Chapter 2 Continued (Part 2)
6 Some technical aspects of hypospadiology
Progressively and over the course of time, surgeons and pediatric urologists have developed an impressive number of techniques for repairing the various forms of hypospadias. When considered globally, it is estimated that more than 300 techniques (including variations) for the correction of hypospadias have been described in literature (Arap & Mitre, 2000).
6.1. Correction of chordee
The choice of of a urethroplasty technique is made after correction of chordee (De Sy, 1996a). Different techniques for normalizing the penis have been described (see Baskin, Duckett & Lue, 1996 ; Hayashi, Kojima, Mizuno et al., 2002). The presence of chordee is generally more easily visible when the penis is erect rather than flaccid, and in young infants this is tested by an artificial erection induced by an injection of physiological serum (Wese et al., 1994). The artificial erection test allows a judgment to be made about the extent of straightening and the length of the operation (Baskin et al., 1996 ; Hayashi et al., 2002).

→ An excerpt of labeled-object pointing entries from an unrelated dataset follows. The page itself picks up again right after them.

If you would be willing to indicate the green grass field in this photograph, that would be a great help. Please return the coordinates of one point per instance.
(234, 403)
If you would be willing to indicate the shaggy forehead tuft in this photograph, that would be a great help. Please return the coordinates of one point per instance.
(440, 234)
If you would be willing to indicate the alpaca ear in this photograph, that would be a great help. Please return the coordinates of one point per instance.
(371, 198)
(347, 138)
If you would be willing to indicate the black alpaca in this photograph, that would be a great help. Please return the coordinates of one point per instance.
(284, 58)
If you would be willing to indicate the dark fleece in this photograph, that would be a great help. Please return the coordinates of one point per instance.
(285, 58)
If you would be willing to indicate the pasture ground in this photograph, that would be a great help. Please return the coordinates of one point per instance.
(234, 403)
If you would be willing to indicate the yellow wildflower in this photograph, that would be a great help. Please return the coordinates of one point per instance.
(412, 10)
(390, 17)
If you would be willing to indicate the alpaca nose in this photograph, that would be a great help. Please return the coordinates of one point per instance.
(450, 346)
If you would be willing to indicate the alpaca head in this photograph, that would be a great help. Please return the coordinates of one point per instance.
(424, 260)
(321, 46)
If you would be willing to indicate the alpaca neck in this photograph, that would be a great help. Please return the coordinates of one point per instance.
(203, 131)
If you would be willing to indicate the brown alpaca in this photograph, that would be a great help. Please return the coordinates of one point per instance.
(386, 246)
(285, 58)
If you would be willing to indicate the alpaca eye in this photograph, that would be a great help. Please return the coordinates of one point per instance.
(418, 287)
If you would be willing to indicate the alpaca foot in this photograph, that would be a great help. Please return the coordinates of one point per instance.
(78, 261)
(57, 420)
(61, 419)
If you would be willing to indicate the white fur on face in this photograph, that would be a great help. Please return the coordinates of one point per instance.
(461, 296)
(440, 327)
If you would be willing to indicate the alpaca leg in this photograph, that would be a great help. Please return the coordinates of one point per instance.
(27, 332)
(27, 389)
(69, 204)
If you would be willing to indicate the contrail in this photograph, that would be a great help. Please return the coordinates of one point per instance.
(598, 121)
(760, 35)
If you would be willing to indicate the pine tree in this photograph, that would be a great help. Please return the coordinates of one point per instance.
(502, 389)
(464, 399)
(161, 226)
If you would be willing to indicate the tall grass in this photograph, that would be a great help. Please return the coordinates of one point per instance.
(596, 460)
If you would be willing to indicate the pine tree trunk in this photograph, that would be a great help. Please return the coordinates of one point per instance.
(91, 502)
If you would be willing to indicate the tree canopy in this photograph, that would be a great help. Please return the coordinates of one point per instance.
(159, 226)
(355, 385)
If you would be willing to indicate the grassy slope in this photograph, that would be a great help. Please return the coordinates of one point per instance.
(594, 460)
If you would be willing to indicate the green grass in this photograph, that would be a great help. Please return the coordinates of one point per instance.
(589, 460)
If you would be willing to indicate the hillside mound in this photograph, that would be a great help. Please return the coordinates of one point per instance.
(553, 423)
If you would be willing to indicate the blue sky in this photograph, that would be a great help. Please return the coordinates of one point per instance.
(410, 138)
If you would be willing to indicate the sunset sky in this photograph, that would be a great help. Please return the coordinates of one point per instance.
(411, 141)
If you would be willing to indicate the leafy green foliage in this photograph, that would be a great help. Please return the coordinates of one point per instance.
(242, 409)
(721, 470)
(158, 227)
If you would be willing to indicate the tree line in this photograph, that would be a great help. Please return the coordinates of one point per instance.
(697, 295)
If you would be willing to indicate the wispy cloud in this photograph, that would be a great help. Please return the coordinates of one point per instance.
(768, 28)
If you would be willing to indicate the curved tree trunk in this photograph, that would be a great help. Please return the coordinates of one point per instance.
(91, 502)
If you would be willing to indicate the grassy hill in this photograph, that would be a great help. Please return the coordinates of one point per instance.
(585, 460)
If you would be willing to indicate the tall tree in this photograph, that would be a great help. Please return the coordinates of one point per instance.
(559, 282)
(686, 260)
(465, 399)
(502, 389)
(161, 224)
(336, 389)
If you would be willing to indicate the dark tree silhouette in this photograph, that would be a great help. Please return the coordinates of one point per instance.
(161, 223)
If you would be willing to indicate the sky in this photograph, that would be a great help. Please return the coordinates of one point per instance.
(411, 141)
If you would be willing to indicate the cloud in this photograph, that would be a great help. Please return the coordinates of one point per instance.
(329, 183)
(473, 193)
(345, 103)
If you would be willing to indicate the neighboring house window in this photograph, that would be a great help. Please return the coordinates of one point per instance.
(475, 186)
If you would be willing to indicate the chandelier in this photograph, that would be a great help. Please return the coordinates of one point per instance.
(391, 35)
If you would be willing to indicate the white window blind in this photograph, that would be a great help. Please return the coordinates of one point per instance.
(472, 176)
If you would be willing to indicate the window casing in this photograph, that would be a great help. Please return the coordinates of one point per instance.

According to De Sy (1996a), the choice of a particular urethroplasty technique is dependent on physical factors present (e.g., chordee, location and appearance of the urethral meatus, the shape and size of the glans, the quality of ventral skin covering the urethra, length of the urethral plate, quantity of preputial skin available). For Wilcox and Ransley (2000), the available techniques can be synthesized into four large groups.
The techniques for advancing the urethra refer to processes of adjusting the distal extremity of the penis, used in repairing anterior forms of hypospadias, without associated chordee. One of the most popular techniques of urethral advancement was the ‘meatal advancement and glanuloplasty incorporated’ or MAGPI , which appeared in the 1980s (Sheldon & Duckett, 1987).
However, the aesthetic results of surgical repair of hypospadias by MAGPI are mixed , and pediatric urologists are tending to abandon this technique (Paparel et al., 2001). Other techniques have been proposed for repair of anterior forms of hypospadias, such as the ‘glans approximation procedure’ or GAP  (Zaontz, 1988, cited by Gittes, Snyder & Murphy, 1998). There is also a technique known as ‘mobilization of the urethra with advancement’ 
(Koff, 1981, cited in Atala, 2002).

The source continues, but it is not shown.